Parasitic Capacitance

As with w-parasite, the soil moisture sensor works by measuring the capacitance between two large copper traces on the board. These traces are on the PCB part that you stick in the soil.

By applying a square wave to this "capacitor" and observing the time it takes to charge up, we can estimate its capacitance. This capacitance, as it turns out, is a function of how moisture the soil around the traces are. We can then estimate how wet the soil is by measuring this capacitance. I wrote about this cool trick in more detail here.

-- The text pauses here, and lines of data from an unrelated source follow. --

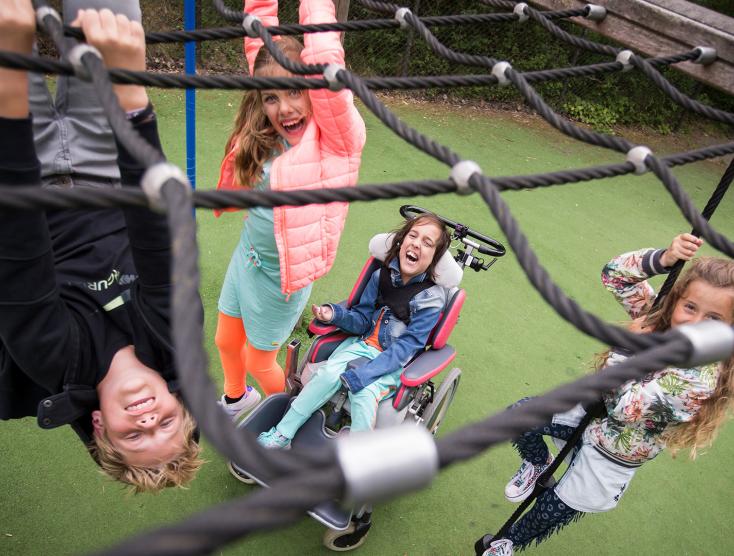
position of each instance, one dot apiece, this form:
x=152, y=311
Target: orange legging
x=239, y=359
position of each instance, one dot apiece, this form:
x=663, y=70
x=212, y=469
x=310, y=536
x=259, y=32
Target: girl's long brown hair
x=253, y=135
x=701, y=430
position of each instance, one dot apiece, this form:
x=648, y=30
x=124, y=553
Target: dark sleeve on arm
x=35, y=325
x=147, y=230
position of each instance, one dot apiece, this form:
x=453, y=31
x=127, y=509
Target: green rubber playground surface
x=509, y=344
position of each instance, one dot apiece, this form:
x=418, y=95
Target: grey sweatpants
x=70, y=130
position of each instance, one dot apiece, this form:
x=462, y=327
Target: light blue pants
x=325, y=383
x=70, y=131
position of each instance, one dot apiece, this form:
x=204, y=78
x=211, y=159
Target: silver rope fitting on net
x=521, y=11
x=711, y=340
x=154, y=179
x=624, y=59
x=400, y=16
x=706, y=55
x=595, y=13
x=43, y=11
x=637, y=156
x=498, y=70
x=247, y=23
x=461, y=173
x=331, y=78
x=385, y=463
x=75, y=56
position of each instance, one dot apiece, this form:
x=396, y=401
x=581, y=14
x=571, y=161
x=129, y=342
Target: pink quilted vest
x=328, y=155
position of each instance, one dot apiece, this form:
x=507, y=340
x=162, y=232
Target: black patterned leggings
x=549, y=514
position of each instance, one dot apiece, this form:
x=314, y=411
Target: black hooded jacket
x=76, y=286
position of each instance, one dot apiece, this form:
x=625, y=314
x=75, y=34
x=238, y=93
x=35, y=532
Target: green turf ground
x=510, y=344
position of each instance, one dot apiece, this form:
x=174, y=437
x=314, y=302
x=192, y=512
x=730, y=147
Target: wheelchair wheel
x=436, y=410
x=352, y=537
x=239, y=475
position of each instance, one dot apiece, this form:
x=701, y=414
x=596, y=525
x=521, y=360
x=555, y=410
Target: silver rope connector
x=400, y=16
x=331, y=78
x=75, y=56
x=712, y=341
x=384, y=463
x=624, y=59
x=637, y=156
x=154, y=179
x=460, y=174
x=595, y=13
x=521, y=11
x=498, y=70
x=43, y=11
x=247, y=23
x=706, y=55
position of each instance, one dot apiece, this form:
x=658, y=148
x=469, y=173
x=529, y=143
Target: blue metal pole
x=190, y=66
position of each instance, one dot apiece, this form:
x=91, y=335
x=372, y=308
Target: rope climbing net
x=302, y=479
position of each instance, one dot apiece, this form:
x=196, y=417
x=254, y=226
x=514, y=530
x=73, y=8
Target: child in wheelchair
x=391, y=323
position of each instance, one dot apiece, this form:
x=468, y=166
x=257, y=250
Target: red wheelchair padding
x=447, y=321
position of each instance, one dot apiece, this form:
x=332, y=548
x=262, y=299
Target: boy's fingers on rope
x=121, y=41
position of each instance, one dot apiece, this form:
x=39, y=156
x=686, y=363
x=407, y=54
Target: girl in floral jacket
x=674, y=408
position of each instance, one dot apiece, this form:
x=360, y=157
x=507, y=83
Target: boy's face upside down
x=138, y=414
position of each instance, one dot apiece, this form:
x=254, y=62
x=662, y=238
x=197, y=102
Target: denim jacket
x=399, y=342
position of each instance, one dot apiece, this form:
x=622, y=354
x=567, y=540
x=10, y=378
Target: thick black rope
x=225, y=33
x=237, y=82
x=285, y=502
x=509, y=424
x=290, y=497
x=33, y=197
x=707, y=213
x=238, y=445
x=191, y=359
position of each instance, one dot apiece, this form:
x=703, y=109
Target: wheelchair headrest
x=448, y=272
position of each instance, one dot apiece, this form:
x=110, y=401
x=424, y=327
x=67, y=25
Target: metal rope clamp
x=400, y=14
x=711, y=340
x=521, y=11
x=385, y=463
x=624, y=58
x=595, y=12
x=461, y=173
x=75, y=59
x=637, y=156
x=498, y=70
x=156, y=177
x=43, y=11
x=330, y=75
x=706, y=55
x=247, y=23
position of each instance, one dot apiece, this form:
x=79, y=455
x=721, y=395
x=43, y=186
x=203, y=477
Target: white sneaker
x=243, y=406
x=522, y=483
x=502, y=547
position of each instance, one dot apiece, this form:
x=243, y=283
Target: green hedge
x=601, y=101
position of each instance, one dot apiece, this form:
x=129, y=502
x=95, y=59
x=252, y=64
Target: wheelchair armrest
x=427, y=365
x=319, y=328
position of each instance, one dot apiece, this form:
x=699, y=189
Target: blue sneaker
x=273, y=439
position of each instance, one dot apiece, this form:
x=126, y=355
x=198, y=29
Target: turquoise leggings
x=325, y=383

Bluetooth Low Energy (BLE)

Once b-parasite estimates the soil moisture and collected the ambient temperature and humidity values, it packs that data into a BLE advertisement packet. This is similar to what these popular Xiaomi sensors do.

The packet is repeatedly broadcasted during a short interval of a few seconds, after which b-parasite goes to sleep, only to be woken up and starting over after a few minutes.

BLE-MQTT Bridge

In my current setup, I have a BLE-MQTT bridge that listen to b-parasites' broadcasts, decode their contents and publishes the sensor values to MQTT topics. The MQTT broker then forwards this data to interested parties to be stored in databases or displayed in dashboards.

For the bridge, I use a fork of ESPHome for which I added support for the b_parasite platform. Here's an example on how to use it. And here's a screenshot of my Grafana dashboard with 5 test b-parasites spread around my house over a period of 12 hours:

Battery Life

The main parameters involved in estimating the battery life are:

  • Current consumption (both in operation and during sleep)
  • Duty cycle (how much time it spends in operation vs. sleeping)
  • Battery capacity - this is roughly 230 mAh for CR2032 cells

In the following screenshot, I measured the voltage of a 10 Ohm series resistor during the on-cycle, for a 8dBm transmitting power (the voltage is negative, so it is upside down):

I also measured the sleep current to be around 2.7uA. With these parameters, we can estimate the battery life for a given duty cycle. I put together this spreadsheet so we can enter the active and sleep time to get an estimate.

For example, plugging in an active time of 1 second and sleep time of 10 minutes, we get around 480 days of juice.